I like to get out taking pictures with my "Sony" bridge camera every week but this week has been off-putting in weather terms. Quite a lot of greyness and drizzle. This is the best picture I managed to capture all week:-

It was taken in the affluent suburb of Millhouses. During the picture editing process I had to straighten the composition so that the church tower no longer looked like The Leaning Tower of Pisa. The church is under the jurisdiction of The Church of England and it's called Holy Trinity. It has the same name as the village church where I was christened in the spring of 1954.

The Holy Trinity refers of course to Father , Son and Holy Spirit. Confusingly, all three are simply different emanations of God as this helpful diagram explains:-

Holy Trinity Church in Millhouses is not a very old church when you consider that there are countless churches in England that are  a thousand or several hundred years old. Its construction was completed in 1937 in what is known as the "arts and crafts" style. Of course, the church was locked because of the pandemic that God has sent down upon us in his gracious wisdom so I did not get to see the internal architecture, carpentry, memorials and religious artefacts within. 

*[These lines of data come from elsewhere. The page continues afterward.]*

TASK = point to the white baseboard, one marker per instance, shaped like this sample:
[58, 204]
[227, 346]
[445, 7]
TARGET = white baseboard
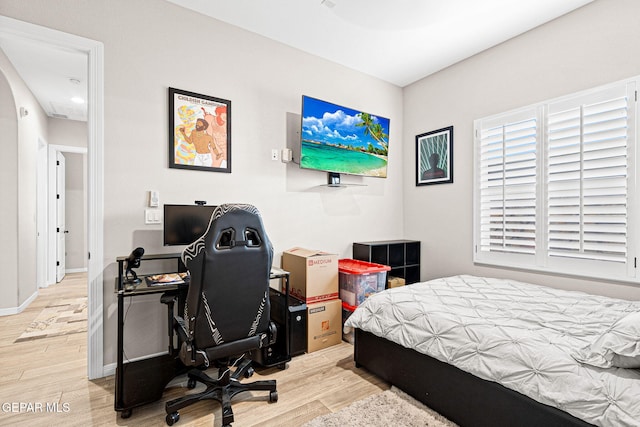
[15, 310]
[110, 369]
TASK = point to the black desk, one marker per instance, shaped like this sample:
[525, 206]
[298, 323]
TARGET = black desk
[143, 381]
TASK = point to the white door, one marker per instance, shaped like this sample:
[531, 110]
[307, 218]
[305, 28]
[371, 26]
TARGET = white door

Though I have been a lifelong atheist, I would list visiting churches as one of my favourite hobbies. An old church speaks of the community in which it was built - like a mirror of past times. So many funerals, weddings and christenings, so many dull sermons delivered from lofty pulpits as choirboys like me fidgeted in the pews wondering why time seemed to be standing still. Would that sermon never end?

Even Holy Trinity, Millhouses would have things to say about pre-war days, architectural fashion, craftsmanship, the suburb's affluence and parishioners who still haunt the space within.

I continue to type my father's journal and through his word choices I feel that I am drawn ever closer to him. Three times he has referred to bathing in the icy water of the rivers that churn by their valley camps and I remember him in England's Lake District urging me and my brothers to swim in a mountain stream as he held our towels. He loved to take his family to The Lakes each Whitsuntide where fading echoes of Kashmir must have still hummed in his skull like heavenly music.